At the time this photo was snapped, the names of the people who died in the Twin Towers were being read so maybe Joe was yelling, “Don’t forget my son Beau!” Actually, that’s too lucid a thought for Joe so he was probably just yelling incoherently at a cloud like Abe Simpson:

The look on Jill Biden’s face is priceless. She is mortified and seems to be pleading with billionaire gun-grabber Michael Bloomberg for some help. “Mike, I can’t do this anymore. He’s like this all the time.”

You can’t see what Michelle Obama’s reaction is because Joe’s head is blocking her face but you do get a sense of what a hulking Sasquatch she is. Damn, that’s a big bitch.

Barack Obama is looking at Joe like, “That honky be crazy.” Barack didn’t leave much of a legacy, at least not anything good, in his 8 years in the White House and now he realizes that the only thing people will remember him for is crazy-ass Joe Biden.

Hillary Clinton has a look of disgust and disappointment on her face. She must be thinking, “How is this lunatic in the White House instead of me?”

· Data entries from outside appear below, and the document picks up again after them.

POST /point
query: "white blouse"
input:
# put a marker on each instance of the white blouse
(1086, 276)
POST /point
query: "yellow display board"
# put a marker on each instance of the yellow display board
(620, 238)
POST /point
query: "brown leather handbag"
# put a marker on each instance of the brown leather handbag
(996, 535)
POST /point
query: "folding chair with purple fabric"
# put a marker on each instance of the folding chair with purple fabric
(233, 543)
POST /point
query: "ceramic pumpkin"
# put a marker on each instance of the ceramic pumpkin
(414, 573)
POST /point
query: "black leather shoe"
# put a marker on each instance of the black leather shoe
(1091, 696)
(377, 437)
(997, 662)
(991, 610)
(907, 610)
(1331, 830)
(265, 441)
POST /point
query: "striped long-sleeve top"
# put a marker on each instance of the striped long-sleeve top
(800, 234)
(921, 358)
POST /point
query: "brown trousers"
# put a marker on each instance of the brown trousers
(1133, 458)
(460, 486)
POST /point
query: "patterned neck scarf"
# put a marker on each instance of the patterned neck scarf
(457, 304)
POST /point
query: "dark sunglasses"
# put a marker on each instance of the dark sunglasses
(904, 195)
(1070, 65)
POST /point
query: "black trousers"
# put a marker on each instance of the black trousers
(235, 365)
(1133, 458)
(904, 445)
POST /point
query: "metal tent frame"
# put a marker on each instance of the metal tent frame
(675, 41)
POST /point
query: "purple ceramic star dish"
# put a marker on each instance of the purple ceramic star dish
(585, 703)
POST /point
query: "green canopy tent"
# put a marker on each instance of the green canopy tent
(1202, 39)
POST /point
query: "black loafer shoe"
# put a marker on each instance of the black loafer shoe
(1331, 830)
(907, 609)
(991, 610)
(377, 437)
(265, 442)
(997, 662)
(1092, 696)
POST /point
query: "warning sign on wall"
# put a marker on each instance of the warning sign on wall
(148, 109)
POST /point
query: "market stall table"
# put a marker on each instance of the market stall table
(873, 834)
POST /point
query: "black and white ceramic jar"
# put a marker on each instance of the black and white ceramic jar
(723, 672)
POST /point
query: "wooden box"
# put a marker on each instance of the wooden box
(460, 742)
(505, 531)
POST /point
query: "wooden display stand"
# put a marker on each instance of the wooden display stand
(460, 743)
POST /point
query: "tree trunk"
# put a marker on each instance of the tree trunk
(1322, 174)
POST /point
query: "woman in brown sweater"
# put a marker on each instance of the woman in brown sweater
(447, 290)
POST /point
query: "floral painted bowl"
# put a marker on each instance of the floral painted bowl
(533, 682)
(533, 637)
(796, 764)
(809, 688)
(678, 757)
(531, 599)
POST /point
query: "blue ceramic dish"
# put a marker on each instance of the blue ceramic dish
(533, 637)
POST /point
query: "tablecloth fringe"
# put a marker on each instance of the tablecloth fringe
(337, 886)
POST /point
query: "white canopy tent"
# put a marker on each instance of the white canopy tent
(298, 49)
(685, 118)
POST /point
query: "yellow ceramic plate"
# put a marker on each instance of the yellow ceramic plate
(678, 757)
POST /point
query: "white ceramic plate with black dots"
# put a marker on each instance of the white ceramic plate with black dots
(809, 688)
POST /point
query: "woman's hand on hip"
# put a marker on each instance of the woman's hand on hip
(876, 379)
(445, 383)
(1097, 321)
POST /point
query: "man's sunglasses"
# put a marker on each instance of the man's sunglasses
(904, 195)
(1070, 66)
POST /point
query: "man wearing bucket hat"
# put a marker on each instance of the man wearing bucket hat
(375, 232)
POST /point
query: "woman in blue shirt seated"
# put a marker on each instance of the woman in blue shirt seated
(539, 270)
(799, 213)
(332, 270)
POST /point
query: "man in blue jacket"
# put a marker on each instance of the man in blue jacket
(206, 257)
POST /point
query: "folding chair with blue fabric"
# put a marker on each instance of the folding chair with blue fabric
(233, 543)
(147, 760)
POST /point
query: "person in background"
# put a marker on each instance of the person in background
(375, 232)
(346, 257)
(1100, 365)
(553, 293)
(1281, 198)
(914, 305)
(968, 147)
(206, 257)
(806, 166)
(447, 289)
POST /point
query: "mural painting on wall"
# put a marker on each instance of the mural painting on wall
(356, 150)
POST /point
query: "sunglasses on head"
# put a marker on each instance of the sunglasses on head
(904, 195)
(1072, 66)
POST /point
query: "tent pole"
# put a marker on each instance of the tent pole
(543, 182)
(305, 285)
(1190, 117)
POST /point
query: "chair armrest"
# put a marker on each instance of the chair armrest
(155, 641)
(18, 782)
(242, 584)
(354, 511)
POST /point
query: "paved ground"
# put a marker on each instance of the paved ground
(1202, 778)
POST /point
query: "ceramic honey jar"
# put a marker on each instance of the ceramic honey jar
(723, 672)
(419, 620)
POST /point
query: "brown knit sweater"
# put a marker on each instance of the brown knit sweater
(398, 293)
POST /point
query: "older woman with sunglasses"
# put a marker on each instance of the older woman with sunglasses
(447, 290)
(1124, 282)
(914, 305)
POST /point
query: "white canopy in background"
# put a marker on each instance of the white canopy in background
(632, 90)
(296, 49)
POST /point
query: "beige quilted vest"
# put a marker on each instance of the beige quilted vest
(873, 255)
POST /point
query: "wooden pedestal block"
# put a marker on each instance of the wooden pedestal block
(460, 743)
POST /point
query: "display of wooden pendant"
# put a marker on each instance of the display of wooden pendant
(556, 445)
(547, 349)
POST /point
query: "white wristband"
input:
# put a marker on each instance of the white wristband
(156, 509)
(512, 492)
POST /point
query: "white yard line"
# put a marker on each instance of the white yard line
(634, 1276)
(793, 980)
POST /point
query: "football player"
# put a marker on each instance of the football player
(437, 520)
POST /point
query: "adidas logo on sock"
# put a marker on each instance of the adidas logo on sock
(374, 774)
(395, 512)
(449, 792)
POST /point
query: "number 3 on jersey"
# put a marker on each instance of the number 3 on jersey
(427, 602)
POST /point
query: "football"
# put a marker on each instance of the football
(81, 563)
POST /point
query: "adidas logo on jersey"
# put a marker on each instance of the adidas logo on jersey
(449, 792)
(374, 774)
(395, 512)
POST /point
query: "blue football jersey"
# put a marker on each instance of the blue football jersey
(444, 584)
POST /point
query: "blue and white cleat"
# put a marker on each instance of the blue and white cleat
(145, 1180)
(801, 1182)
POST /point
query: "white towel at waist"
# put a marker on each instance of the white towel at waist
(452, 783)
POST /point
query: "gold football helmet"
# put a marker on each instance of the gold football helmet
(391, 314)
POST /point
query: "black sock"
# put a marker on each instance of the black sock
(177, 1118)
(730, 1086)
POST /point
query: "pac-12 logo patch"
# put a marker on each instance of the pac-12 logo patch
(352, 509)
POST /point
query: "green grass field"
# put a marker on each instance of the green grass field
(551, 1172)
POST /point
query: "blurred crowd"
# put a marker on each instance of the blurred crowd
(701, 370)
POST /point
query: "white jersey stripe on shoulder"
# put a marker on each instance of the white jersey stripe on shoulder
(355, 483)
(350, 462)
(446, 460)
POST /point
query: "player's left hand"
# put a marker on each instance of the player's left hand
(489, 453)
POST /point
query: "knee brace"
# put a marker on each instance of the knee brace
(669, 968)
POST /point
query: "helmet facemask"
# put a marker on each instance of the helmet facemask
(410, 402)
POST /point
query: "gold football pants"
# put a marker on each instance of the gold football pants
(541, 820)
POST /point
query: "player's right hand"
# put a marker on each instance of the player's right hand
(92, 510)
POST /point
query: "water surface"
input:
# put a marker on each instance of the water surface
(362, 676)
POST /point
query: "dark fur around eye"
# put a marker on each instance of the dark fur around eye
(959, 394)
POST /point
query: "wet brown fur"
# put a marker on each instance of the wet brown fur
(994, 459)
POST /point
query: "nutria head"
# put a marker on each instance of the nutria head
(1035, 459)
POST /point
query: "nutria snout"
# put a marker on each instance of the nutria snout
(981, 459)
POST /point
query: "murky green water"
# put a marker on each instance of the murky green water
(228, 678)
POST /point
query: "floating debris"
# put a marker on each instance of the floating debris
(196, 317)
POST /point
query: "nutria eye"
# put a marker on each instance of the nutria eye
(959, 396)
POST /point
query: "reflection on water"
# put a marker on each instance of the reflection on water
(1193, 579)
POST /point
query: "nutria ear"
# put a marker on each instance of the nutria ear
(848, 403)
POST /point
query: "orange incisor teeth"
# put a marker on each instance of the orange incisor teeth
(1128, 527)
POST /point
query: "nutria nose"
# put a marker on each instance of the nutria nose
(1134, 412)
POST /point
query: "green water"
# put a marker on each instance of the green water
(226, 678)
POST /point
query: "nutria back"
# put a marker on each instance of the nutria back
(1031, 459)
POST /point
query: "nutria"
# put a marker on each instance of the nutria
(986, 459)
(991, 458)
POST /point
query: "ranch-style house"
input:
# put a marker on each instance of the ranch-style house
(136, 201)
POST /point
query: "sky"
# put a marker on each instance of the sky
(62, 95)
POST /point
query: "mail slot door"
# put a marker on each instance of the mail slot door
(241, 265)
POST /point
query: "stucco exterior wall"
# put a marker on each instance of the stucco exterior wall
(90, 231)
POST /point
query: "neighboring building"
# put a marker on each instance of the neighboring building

Bill Clinton on the hand had spotted a hot piece of ass and is trying to figure out if he can give Hillary the slip so he can hit that shit.

Biden’s handlers were hoping to avoid embarrassment on 9/11 by having him pre-record a statement but they failed to account for Joe’s raging insanity. Clearly the only safe way forward is to hide him in basement and wait out his term.